After you selected the base directory the location is saved to a settings file, so
you don’t need to repeat this step in the future. The settings file is located in the
plugin folder and is called CorpusDir. On Windows for example:
C:\Users\YOUR-USER-NAME\Praat\plugin_NCHLT\CorpusDir
If you later decide to move your corpus to a new location or if you encounter
any problems with the plugin finding the corpus just delete that file. The plugin
will ask for the base directory the next time you run it.
4.2
Language Selection and Search Pattern
After launching the plugin, the follwing dialog box appears:
First, select one of the installed languages. If you added a new language to the
corpus since the last plugin run this language is recognized automatically and
appears in the drop-down menu. Next, select a suite. You can search in the (large)

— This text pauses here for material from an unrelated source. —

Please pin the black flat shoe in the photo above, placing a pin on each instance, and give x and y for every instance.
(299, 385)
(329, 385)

training suite, in the (small) test suite, or in both suites at the same time. Finally,
you can specify a search pattern. Two modes are provided for the formulation of
the search pattern: simple and regex (regular expression).
5
Simple search pattern
If the simple mode is active, most of your pattern is interpreted literally, i.e. the
search results will consist of items with orthographic transcriptions that contain
exactly the specified sequence of characters. Since all NCHLT transcriptions (as
far as I know) are exclusively composed of lower-case characters, only lower-case
characters are valid in simple search patterns. The only exception to this rule is
the upper-case V character. V is a metacharacter, i.e. it is not interpreted literally
but as a placeholder for any one vowel (a, e, i, o, or u).
For example, if you are interested in the Setswana consonant cluster /tsh/ you
might select Setswana test suite (smaller but faster) and the simple search pattern
tsh:
This will produce search results like:
sa dumalane le tshwetso e
tlamela ka tshedimosetso e e
e e bontshitsweng mo setifikeiting
dikopo tsotlhe di tshwanetse go
a botshabi a tsaya dingwaga
...
6
To exclude items where tsh is followed by another consonant (e.g. w, see examples
1 and 4) use this search pattern instead: tshV, i.e. all items containing the literal
sequence tsh followed by a vowel. Results:
tlamela ka tshedimosetso e e
e e bontshitsweng mo setifikeiting
a botshabi a tsaya dingwaga
motshegang
nang le phitlhelelo go tshedimosetso
...
Of course, you can also specify literal vowels: phi searches for the literal sequence
phi. Or you can combine literal vowels and the vowel class symbol in one pattern:
phitV searches for the literal sequence phit followed by any vowel.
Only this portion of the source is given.